Trocando em miúdos, o que ele quer dizer é que no novo disco o Skank não abriu mão das experimentações, mas se manteve firme no compromisso com a música para tocar no rádio e tudo sem forçar barras, com aquela naturalidade que só a quilometragem de estrada pode dar. De novembro a junho, os músicos ficaram em Belo Horizonte compondo, preparando as bases, acionando os letristas, ensaiando e gravando o resultado. Chegaram a 25 faixas, das quais 15 ganharam seu lugar em Carrossel. “Das 10 que sobraram, umas seis ou sete poderiam estar lá”, garante Samuel. É fertilidade e movimento, sem perder os ganchos pop.

Em caso de dúvida, vale começar o disco pelo primeiro single, “Uma Canção é Pra Isso”, parceria de Samuel com Chico Amaral, o mais constante dos colaboradores da banda. Um power pop de primeira, com citação de “Pinball Wizard”, do The Who, e letra que não esconde as intenções: “uma canção é pra trazer calor / é pra deixar a vida mais quente”. Se é permitido apostar em outro hit para Carrossel, as fichas vão para “O Som da Sua Voz”, outra de Samuel e Chico, com guitarras densas e emocionadas, beirando o Weezer, e mais um daqueles refrões capazes de prostrar o mais duro dos seres humanos: “quando a noite estender seu manto sobre nós / meu abrigo então será o som da sua voz”.

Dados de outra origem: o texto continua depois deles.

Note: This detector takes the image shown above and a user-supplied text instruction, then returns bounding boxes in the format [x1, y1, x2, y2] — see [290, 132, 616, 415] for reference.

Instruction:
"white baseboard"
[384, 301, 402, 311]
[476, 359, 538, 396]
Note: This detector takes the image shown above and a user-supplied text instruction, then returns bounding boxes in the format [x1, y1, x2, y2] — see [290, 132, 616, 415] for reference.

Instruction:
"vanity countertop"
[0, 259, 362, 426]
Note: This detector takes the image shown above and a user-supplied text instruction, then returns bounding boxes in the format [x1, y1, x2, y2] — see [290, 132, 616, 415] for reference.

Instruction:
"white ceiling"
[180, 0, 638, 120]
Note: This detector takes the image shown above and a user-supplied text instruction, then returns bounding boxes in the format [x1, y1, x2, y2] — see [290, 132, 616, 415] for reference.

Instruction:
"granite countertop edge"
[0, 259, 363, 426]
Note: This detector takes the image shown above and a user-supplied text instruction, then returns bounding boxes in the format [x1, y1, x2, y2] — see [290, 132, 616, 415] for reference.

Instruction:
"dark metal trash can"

Abusando da clarividência amadora, uma faixa que também nasce com vocação para sucesso é a balada pianeira “Seus Passos”, de Samuel com César Maurício, vocalista da banda Radar Tantã. Eis aí uma digna sucessora de “Dois Rios” (aquele hit do CD Cosmotron, de 2003) na programação do radinho que existe na cabeça de cada um dos seguidores do Skank. Ela é bem assim como diz o refrão: “eu sigo seus passos / a caminho do coração”.

O título do disco é Carrossel, mas bem que poderia também ser Caleidoscópio. Porque, a cada giro da bolachinha sob o feixe de laser, novas cores se apresentam, em combinações sonoras que comovem, divertem, desorientam… De um lado, tem a garageira de “Até o Amor Virar Poeira”, jovem guarda com saturação nos amplificadores e um dos psicodélicos solos de guitarra de Samuel.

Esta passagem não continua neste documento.